Princeton professor Sabine Kastner is helping explain neuroscience to curious young minds through an academic journal for children and outreach activities on campus.

Princeton University neuroscientist Sabine Kastner comes prepared for a meeting with her youngest collaborators, packing a model of the human brain, a collection of preserved animal brains and a video demonstrating a single neuron in action.

Those collaborators — fifth-graders at Riverside School in Princeton, shown in the video above — are prepared, too, with questions, ideas and enthusiasm.

Kastner, a professor of psychology and the Princeton Neuroscience Institute, has come not just to teach the students but also to enlist their help as peer reviewers for Frontiers for Young Minds, an academic journal that features articles written by professional researchers and reviewed for clarity and readability by members of the target audience: children ages 8 to 15.

The finished articles are available free to all on the journal's website, bringing the latest science on topics including astronomy, biodiversity, Earth science, health, mathematics and neuroscience to any student with access to the internet.
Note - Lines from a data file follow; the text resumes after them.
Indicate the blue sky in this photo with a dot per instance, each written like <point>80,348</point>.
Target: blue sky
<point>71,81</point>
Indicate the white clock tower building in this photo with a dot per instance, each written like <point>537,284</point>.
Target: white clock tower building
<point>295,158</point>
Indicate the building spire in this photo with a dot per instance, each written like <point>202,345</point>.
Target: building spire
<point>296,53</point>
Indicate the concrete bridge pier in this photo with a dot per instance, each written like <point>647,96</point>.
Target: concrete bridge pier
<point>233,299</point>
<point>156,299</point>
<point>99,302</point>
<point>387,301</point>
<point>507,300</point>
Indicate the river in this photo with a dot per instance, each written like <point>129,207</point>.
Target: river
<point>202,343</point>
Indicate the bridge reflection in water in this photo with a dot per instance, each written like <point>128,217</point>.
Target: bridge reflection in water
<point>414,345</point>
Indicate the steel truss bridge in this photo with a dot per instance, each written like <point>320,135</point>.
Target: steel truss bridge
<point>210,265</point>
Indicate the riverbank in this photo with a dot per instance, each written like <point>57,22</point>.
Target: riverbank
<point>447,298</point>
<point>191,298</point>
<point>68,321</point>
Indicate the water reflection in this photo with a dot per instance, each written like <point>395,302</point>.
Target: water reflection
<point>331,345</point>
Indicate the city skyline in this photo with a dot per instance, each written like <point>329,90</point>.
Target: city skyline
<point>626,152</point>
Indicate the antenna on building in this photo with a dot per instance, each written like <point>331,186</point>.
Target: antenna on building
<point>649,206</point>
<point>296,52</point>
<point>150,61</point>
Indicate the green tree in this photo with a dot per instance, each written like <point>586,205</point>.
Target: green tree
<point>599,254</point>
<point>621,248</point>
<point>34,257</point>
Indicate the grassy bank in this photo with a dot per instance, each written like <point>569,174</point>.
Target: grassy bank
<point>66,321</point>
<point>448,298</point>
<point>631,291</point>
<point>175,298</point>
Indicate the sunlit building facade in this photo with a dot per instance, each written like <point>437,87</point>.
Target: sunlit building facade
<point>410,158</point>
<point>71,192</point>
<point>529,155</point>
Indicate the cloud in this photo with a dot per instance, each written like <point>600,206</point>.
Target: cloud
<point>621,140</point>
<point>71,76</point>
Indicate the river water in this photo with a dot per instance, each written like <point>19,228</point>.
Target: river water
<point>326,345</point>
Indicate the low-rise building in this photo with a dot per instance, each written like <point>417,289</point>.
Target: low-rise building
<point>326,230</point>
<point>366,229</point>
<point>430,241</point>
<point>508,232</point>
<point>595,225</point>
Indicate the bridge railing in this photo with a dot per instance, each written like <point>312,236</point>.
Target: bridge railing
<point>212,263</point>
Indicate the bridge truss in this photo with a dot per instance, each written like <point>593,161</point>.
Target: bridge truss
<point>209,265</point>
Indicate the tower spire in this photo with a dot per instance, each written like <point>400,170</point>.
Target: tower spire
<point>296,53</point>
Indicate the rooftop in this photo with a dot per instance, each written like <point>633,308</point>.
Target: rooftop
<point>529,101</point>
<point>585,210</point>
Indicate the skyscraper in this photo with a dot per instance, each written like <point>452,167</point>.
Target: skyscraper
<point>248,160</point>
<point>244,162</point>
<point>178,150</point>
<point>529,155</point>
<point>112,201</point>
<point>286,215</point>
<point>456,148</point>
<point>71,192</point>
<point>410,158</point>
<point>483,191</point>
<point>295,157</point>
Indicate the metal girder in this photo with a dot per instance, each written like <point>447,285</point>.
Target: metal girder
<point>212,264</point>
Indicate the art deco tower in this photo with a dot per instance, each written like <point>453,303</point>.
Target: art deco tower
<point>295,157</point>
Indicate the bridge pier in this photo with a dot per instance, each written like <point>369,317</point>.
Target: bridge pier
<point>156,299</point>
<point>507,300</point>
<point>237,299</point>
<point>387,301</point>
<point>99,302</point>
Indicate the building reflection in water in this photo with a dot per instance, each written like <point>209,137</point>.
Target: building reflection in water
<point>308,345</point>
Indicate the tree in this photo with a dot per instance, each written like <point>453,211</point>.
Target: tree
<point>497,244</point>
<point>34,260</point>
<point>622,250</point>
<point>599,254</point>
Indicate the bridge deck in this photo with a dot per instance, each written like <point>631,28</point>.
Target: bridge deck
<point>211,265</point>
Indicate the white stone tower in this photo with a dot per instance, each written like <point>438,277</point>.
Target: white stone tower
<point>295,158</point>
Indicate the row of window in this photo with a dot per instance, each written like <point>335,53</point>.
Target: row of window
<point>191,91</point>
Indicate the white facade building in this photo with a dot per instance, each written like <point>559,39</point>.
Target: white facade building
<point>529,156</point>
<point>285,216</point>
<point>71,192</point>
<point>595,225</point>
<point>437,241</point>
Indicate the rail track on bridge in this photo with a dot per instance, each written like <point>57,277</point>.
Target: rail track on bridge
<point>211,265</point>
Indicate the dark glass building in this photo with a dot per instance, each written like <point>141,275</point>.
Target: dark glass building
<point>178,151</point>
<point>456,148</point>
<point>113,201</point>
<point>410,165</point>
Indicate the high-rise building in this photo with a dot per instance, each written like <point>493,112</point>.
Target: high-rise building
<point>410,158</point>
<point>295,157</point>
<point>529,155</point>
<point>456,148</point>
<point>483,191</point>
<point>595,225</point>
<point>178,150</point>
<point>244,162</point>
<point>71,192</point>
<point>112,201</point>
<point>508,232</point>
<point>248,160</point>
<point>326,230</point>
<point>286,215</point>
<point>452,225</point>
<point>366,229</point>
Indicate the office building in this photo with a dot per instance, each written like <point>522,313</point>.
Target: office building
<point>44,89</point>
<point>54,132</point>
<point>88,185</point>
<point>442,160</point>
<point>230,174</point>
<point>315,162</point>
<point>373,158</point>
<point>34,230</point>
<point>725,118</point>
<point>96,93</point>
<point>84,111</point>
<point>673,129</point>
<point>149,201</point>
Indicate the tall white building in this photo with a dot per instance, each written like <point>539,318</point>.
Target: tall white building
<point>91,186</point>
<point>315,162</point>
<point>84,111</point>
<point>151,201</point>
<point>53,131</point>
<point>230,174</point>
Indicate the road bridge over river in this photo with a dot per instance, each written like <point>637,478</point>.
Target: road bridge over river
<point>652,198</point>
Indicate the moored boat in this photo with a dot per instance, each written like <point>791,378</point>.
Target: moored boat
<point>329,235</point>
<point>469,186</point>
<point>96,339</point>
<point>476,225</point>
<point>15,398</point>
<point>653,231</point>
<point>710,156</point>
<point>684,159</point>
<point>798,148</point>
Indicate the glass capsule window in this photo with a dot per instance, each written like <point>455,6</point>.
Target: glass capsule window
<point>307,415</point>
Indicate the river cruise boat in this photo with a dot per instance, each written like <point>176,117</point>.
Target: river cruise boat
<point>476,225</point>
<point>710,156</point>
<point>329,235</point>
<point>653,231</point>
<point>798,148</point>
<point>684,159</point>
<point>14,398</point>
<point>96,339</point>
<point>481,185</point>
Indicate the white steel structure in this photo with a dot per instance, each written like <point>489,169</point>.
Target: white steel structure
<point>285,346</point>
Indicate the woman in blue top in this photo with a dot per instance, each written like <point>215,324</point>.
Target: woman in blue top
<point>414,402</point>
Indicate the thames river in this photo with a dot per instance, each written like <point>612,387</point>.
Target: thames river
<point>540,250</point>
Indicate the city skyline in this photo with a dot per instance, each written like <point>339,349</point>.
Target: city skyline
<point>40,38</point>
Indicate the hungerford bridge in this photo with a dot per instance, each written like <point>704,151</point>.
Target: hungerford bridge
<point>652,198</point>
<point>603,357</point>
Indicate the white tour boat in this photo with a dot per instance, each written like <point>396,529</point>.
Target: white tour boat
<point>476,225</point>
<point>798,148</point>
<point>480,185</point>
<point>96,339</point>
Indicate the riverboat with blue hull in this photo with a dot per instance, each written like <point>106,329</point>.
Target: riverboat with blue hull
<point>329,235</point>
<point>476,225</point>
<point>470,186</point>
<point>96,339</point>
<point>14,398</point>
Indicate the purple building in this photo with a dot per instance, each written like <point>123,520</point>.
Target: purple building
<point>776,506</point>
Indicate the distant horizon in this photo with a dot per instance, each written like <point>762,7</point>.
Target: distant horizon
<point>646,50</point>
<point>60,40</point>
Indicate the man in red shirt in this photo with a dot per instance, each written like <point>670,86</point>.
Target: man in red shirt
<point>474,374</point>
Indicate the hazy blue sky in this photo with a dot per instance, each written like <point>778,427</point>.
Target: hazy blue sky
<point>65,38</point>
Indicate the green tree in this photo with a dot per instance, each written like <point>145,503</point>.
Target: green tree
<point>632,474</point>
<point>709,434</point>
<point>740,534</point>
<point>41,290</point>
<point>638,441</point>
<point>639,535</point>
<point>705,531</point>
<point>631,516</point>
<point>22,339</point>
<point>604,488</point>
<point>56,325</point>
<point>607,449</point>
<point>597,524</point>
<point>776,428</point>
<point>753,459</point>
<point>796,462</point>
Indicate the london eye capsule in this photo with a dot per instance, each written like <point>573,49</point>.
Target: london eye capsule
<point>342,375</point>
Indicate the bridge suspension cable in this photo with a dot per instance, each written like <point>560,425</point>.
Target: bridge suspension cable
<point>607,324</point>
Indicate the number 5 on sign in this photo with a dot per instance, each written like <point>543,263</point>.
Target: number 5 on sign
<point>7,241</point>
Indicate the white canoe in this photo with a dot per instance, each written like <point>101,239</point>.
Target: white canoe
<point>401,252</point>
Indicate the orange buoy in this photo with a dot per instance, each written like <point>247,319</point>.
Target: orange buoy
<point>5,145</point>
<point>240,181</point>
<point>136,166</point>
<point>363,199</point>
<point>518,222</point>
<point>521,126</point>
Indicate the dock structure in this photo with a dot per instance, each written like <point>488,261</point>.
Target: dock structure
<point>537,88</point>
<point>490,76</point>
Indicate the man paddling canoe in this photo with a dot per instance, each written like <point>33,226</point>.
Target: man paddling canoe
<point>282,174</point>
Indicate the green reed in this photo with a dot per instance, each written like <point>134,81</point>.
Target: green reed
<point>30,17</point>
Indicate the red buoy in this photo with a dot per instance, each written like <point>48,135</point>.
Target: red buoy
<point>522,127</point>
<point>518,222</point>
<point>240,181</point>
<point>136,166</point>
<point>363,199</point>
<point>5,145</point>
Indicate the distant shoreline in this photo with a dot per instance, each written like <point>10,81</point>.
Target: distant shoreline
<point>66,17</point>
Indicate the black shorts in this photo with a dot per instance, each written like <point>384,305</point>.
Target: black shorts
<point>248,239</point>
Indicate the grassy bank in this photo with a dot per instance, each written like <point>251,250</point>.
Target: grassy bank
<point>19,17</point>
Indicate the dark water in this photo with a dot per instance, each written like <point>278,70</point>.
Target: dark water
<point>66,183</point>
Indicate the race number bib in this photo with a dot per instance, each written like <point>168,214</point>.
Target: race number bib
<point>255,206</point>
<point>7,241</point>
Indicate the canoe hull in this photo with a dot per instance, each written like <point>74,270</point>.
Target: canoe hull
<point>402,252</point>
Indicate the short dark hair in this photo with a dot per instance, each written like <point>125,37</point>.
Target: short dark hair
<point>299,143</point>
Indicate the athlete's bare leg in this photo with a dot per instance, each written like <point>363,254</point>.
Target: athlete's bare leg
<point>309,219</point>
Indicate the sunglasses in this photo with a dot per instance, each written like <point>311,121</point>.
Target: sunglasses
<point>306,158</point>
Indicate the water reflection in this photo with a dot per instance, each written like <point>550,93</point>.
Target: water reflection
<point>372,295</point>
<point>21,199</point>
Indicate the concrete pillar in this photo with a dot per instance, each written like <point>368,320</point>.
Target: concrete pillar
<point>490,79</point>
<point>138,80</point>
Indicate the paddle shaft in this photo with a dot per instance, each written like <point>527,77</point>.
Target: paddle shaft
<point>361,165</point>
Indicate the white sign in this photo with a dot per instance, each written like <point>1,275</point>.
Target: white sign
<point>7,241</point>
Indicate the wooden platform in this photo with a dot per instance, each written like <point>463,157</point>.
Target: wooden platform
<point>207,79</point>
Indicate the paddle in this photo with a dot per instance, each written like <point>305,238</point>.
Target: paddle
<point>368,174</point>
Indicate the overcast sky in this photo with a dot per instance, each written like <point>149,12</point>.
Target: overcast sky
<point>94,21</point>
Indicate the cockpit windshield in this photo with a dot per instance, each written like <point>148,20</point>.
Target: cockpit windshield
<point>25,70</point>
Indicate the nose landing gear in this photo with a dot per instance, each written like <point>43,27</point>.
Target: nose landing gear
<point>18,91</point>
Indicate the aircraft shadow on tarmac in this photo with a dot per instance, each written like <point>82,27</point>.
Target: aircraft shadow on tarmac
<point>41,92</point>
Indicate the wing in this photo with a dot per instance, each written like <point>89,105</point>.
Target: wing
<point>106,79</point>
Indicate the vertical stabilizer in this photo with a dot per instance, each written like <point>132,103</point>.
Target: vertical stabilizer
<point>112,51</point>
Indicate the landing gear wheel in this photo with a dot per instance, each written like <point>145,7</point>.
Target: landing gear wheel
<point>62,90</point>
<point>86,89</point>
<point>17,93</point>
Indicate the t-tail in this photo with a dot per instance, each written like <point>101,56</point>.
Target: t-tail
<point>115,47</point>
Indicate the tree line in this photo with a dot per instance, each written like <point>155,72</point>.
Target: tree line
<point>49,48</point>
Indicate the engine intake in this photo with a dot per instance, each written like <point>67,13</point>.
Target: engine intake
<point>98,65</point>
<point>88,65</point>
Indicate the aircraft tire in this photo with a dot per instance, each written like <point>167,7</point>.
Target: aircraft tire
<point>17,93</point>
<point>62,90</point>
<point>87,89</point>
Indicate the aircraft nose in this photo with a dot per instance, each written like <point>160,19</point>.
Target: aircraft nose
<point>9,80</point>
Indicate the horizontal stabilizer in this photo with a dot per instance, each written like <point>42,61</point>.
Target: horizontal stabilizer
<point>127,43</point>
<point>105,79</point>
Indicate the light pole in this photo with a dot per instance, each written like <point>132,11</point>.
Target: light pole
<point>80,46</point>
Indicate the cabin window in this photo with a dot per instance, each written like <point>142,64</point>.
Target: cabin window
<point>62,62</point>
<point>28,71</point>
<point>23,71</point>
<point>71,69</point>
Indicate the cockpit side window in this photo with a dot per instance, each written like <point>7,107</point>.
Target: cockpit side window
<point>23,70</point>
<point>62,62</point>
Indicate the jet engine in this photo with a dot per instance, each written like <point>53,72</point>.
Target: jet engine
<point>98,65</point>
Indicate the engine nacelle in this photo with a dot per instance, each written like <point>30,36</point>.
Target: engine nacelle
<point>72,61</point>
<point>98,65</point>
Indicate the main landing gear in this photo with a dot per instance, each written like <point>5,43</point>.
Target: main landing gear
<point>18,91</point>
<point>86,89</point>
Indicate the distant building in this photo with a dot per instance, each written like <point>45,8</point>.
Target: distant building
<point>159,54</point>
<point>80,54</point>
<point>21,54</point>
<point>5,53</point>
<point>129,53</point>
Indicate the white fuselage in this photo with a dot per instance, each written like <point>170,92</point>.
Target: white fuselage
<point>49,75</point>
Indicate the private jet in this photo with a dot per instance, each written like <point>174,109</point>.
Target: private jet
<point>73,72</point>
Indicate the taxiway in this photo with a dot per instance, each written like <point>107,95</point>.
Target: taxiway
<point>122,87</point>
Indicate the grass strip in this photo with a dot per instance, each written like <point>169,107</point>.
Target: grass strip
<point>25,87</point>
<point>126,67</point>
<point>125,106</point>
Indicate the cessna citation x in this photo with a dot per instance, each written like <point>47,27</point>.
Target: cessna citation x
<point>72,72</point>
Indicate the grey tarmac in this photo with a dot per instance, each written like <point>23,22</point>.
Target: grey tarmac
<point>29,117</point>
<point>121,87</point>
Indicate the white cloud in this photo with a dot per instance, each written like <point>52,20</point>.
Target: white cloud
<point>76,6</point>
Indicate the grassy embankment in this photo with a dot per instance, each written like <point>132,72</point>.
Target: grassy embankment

Kastner serves as the chief editor of the "Understanding Neuroscience" section.

"The way I was brought up as a scientist in an academic environment was to do laboratory work, make discoveries and share those discoveries with our peers," said Kastner, who also invites the students to tour the Princeton Neuroscience Institute. "But I think the time has come for scientists to give back. Doing this outreach with kids is just one way to do it."